While these bags can ensure safe and wrinkle-free travels for your finer clothes, they are often not the most desirable option as they can be relatively longer than most bags. These bags have a more considerable length because they are made to fit long dresses and coats. However, before you decide to invest in a garment bag, it’s best to check the airline’s carry-on requirements and maybe get a bigger garment bag on wheels for checking in.
Crossbody bags are smaller than most tote bags and come with a longer strap to make them easier to wear across the body, as the name suggests. These bags are perfect for travelers who are not traveling with anything but their ticket, passport, cash, and cards. A few snacks and a tablet may also be possible. A special type of crossbody bag is a messenger bag. This kind is much better for your back, as the design helps alleviate some of the stress placed on the single shoulder that the strap rests on.
The crossbody bags can also be turned into a mini shoulder bag courtesy of its adjustable strap.

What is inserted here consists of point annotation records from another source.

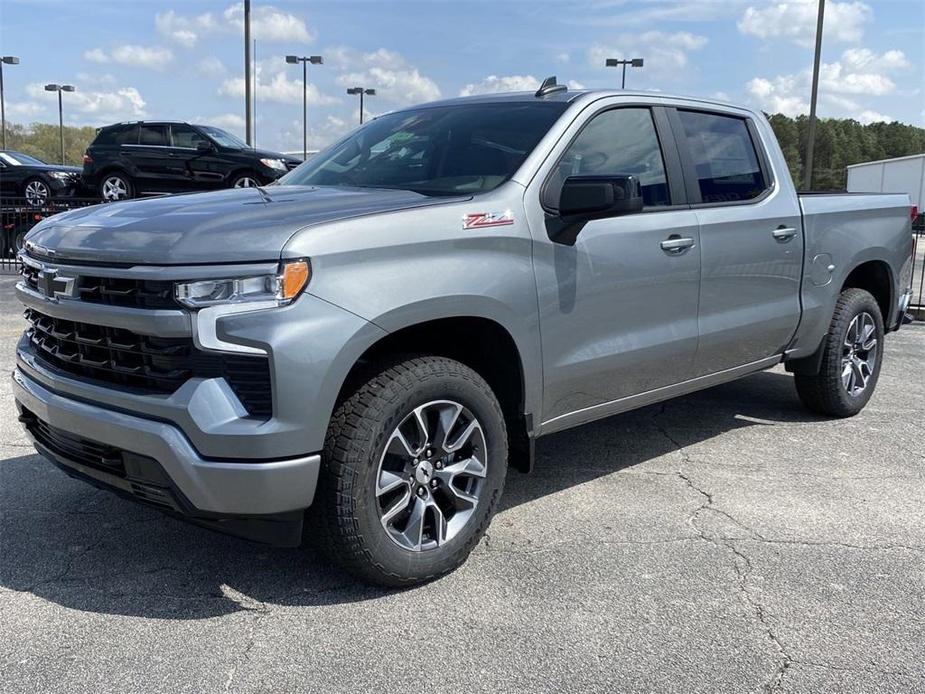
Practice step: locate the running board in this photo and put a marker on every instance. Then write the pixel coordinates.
(632, 402)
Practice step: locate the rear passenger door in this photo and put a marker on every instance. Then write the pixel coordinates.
(751, 239)
(151, 160)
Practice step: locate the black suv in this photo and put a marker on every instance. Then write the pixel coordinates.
(128, 159)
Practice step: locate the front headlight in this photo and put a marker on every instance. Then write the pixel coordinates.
(277, 164)
(281, 288)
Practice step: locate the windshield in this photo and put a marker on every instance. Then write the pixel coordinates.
(223, 137)
(20, 159)
(444, 150)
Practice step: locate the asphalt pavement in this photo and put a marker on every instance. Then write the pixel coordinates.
(728, 541)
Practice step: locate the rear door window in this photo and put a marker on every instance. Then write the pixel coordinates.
(723, 156)
(155, 135)
(186, 136)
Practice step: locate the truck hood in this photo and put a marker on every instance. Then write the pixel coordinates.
(229, 226)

These bags are only suitable for those who have already sent their luggage through airport baggage and only need a few relatively smaller items at hand for their air travels. In this case, it is usually considered to be a personal item bag.
A crossbody bag is more secure than a backpack when you’re sightseeing in a crowded city or taking public transport, especially an anti-theft crossbody bag.
Similar to crossbody bags, fanny packs are used to carry relatively smaller traveling essentials but are even smaller and more like a purse in function. However, these bags are worn around the waist and are typically connected to a belt. They are often preferred by travelers who fear losing their essential traveling items, such as their cards, cash, or tickets.
Carry-on wheeled suitcases include four specific types: softside, hardside, spinner, and rollaboard luggage. People who prefer the ease in maneuverability and additional organization offered through suitcases mostly opt for this luggage type.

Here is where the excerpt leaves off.